In the time of King Herod, after Jesus was born in Bethlehem of Judea, wise men from the East came to Jerusalem, asking, “Where is the child who has been born king of the Jews? For we observed his star at its rising, and have come to pay him homage.”
When King Herod heard this, he was frightened, and all Jerusalem with him; and calling together all the chief priests and scribes of the people, he inquired of them where the Messiah was to be born. They told him, “In Bethlehem of Judea; for so it has been written by the prophet:
‘And you, Bethlehem, in the land of Judah, are by no means least among the rulers of Judah; for from you shall come a ruler who is to shepherd my people Israel.’”
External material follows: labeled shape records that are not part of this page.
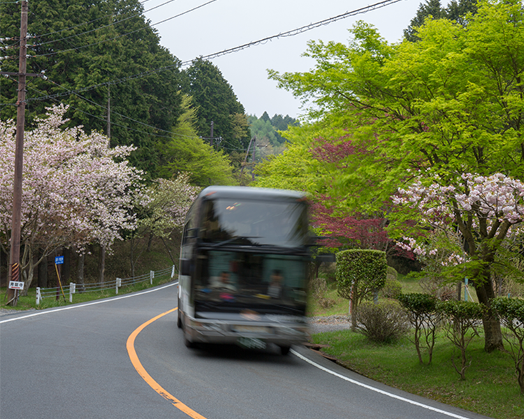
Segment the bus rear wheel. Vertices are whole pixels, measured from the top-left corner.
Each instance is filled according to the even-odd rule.
[[[289,349],[291,349],[290,346],[280,346],[280,353],[287,355],[289,353]]]
[[[178,328],[179,329],[182,329],[182,318],[180,317],[180,309],[178,309],[177,311],[178,311],[178,314],[177,315],[177,328]]]

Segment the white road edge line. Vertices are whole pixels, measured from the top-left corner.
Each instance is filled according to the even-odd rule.
[[[26,316],[22,316],[20,317],[15,317],[13,318],[7,318],[6,320],[0,320],[0,325],[2,323],[9,323],[10,321],[16,321],[17,320],[22,320],[24,318],[29,318],[30,317],[36,317],[36,316],[41,316],[43,314],[48,314],[49,313],[56,313],[57,311],[63,311],[64,310],[72,310],[73,309],[80,309],[82,307],[87,307],[88,306],[92,305],[96,305],[97,304],[103,304],[105,302],[110,302],[111,301],[116,301],[117,300],[124,300],[124,298],[131,298],[131,297],[137,297],[138,295],[142,295],[143,294],[148,294],[150,293],[155,293],[157,291],[159,291],[160,290],[163,290],[164,288],[168,288],[170,286],[173,286],[173,285],[177,285],[178,284],[178,281],[176,282],[173,282],[171,284],[168,284],[167,285],[165,285],[161,288],[156,288],[151,290],[146,290],[145,291],[140,291],[139,293],[136,293],[134,294],[126,294],[125,295],[122,295],[121,297],[113,297],[112,298],[107,298],[104,300],[97,300],[96,301],[92,301],[91,302],[87,302],[85,304],[78,304],[78,305],[71,305],[71,306],[66,306],[65,307],[59,307],[57,309],[54,309],[52,310],[47,310],[45,311],[38,311],[37,313],[33,313],[31,314],[27,314]]]
[[[442,409],[437,409],[435,407],[432,407],[430,406],[428,406],[427,404],[424,404],[423,403],[419,403],[418,402],[414,402],[414,400],[406,399],[405,397],[402,397],[402,396],[398,396],[397,395],[394,395],[389,392],[380,390],[379,388],[377,388],[376,387],[372,387],[371,385],[368,385],[367,384],[364,384],[363,383],[361,383],[359,381],[357,381],[356,380],[353,380],[342,374],[340,374],[337,372],[335,372],[334,371],[329,369],[328,368],[322,367],[322,365],[317,364],[314,361],[312,361],[310,359],[305,357],[303,355],[300,355],[300,353],[298,353],[296,351],[293,351],[293,349],[291,349],[291,352],[295,356],[297,356],[301,360],[305,361],[306,362],[311,364],[312,365],[318,368],[319,369],[321,369],[322,371],[324,371],[328,374],[330,374],[331,375],[333,375],[335,377],[338,377],[339,378],[342,378],[342,380],[345,380],[346,381],[349,381],[349,383],[351,383],[353,384],[360,385],[361,387],[363,387],[364,388],[367,388],[367,390],[370,390],[377,393],[380,393],[381,395],[384,395],[385,396],[388,396],[389,397],[391,397],[392,399],[397,399],[398,400],[400,400],[401,402],[405,402],[407,403],[409,403],[410,404],[414,404],[415,406],[418,406],[419,407],[422,407],[423,409],[430,410],[434,412],[442,413],[443,415],[446,415],[446,416],[451,416],[451,418],[456,418],[456,419],[469,419],[468,418],[466,418],[465,416],[461,416],[460,415],[456,415],[455,413],[452,413],[451,412],[446,412],[446,411],[443,411]]]

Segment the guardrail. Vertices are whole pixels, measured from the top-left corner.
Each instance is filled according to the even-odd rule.
[[[115,288],[116,293],[118,294],[118,288],[128,285],[134,285],[140,282],[150,281],[151,285],[153,284],[153,279],[156,277],[161,277],[169,274],[170,272],[171,278],[175,277],[175,265],[159,271],[150,271],[149,274],[144,274],[138,277],[132,278],[117,278],[115,281],[108,281],[103,284],[87,284],[82,286],[82,293],[89,293],[96,291],[102,291],[107,289]],[[49,298],[50,297],[57,297],[57,295],[63,295],[65,297],[66,295],[69,295],[69,302],[73,302],[73,295],[77,292],[77,284],[74,282],[70,282],[68,287],[53,288],[40,288],[36,287],[36,305],[39,305],[42,300]]]

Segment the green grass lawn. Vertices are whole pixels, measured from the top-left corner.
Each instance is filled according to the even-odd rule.
[[[400,279],[403,292],[421,292],[417,280]],[[323,309],[312,299],[310,316],[347,314],[347,300],[340,298],[333,287],[326,297],[334,304]],[[443,334],[438,337],[429,365],[419,364],[410,337],[379,345],[362,334],[342,330],[314,335],[312,341],[328,345],[323,351],[340,365],[377,381],[496,419],[524,418],[524,396],[520,393],[513,360],[500,351],[486,353],[481,333],[468,347],[471,366],[465,381],[460,380],[451,362],[458,352]]]
[[[342,365],[381,383],[497,419],[524,418],[524,396],[511,358],[500,351],[486,353],[481,336],[468,348],[471,366],[465,381],[460,379],[451,362],[458,353],[444,336],[437,341],[430,365],[419,364],[407,337],[378,345],[360,333],[343,330],[314,335],[312,340],[329,345],[323,351]]]

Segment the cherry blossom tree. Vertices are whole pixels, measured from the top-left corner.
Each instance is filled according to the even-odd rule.
[[[131,277],[134,276],[135,248],[140,237],[150,234],[150,238],[159,237],[166,247],[171,261],[176,264],[168,242],[173,233],[181,233],[186,214],[196,198],[201,188],[189,183],[191,175],[179,173],[174,179],[158,179],[147,189],[150,201],[145,206],[139,206],[138,228],[130,237],[130,260]],[[180,243],[177,244],[180,246]]]
[[[81,126],[63,128],[66,111],[48,108],[24,135],[20,265],[26,292],[47,256],[94,242],[110,249],[122,229],[136,228],[133,203],[147,201],[142,172],[126,160],[133,148],[110,148],[106,136],[87,135]],[[0,246],[8,253],[15,131],[13,121],[0,122]]]

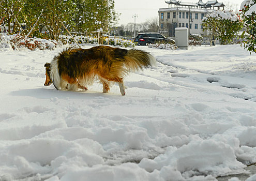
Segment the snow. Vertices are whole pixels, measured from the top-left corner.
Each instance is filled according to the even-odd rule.
[[[86,92],[43,86],[43,65],[62,49],[0,51],[0,180],[215,180],[246,172],[256,162],[256,55],[239,44],[135,48],[158,63],[126,77],[125,96],[116,84],[108,94],[97,83]]]
[[[239,18],[235,12],[233,12],[232,10],[217,10],[216,12],[207,14],[206,17],[203,18],[203,21],[207,20],[210,17],[228,20],[231,21],[239,21]]]

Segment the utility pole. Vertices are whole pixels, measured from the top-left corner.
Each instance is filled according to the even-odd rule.
[[[136,14],[136,13],[132,15],[132,18],[134,18],[134,38],[135,38],[135,37],[136,36],[136,30],[135,29],[135,28],[136,27],[136,17],[138,18],[138,14]]]
[[[191,25],[192,26],[192,25]],[[188,36],[190,35],[190,8],[188,12]]]

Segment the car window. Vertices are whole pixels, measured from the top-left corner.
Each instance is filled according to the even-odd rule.
[[[138,38],[142,38],[143,37],[143,35],[139,35]]]
[[[157,34],[157,37],[158,38],[164,38],[164,37],[163,36],[162,36],[162,35],[161,35]]]
[[[157,38],[157,34],[150,34],[150,37]]]

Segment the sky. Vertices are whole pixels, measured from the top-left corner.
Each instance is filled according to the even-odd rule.
[[[204,3],[206,0],[203,0]],[[218,2],[224,5],[233,4],[238,8],[243,0],[218,0]],[[182,0],[183,2],[196,3],[198,0]],[[168,4],[164,0],[115,0],[116,11],[121,13],[118,25],[127,24],[134,22],[134,15],[136,15],[137,23],[143,23],[147,20],[157,17],[157,11],[159,8],[168,8]]]

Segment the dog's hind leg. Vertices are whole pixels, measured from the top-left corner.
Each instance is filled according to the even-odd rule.
[[[88,90],[88,89],[85,86],[83,86],[82,85],[81,85],[80,83],[78,83],[78,88],[81,88],[81,89],[83,89],[84,90]]]
[[[103,85],[103,93],[108,93],[109,92],[110,88],[109,88],[109,82],[105,79],[102,78],[99,78],[100,82],[102,83]]]
[[[124,84],[124,82],[121,81],[118,82],[119,87],[120,88],[120,92],[122,96],[125,95],[125,86]]]

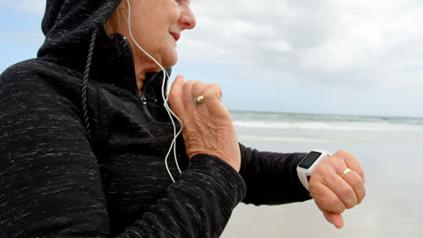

Then Herod secretly called for the wise men and learned from them the exact time when the star had appeared. Then he sent them to Bethlehem, saying, “Go and search diligently for the child; and when you have found him, bring me word so that I may also go and pay him homage.” When they had heard the king, they set out; and there, ahead of them, went the star that they had seen at its rising, until it stopped over the place where the child was. When they saw that the star had stopped, they were overwhelmed with joy. On entering the house, they saw the child with Mary his mother; and they knelt down and paid him homage. Then, opening their treasure chests, they offered him gifts of gold, frankincense, and myrrh. And having been warned in a dream not to return to Herod, they left for their own country by another road.
Matthew 2:1-12 (NRSV)
The word Epiphany means manifestation, showing forth, or revelation and in the story of the magi, we see the first instance in the gospels in which the glory of Jesus is revealed to the gentiles. Their story tells us that the message of salvation is for the whole world.
Epiphany Sunday is followed a week later by the commemoration of Jesus’ baptism. It is also the beginning of the season of Epiphany, the liturgical period that follows the Christmas season and continues until the beginning of Lent on Ash Wednesday.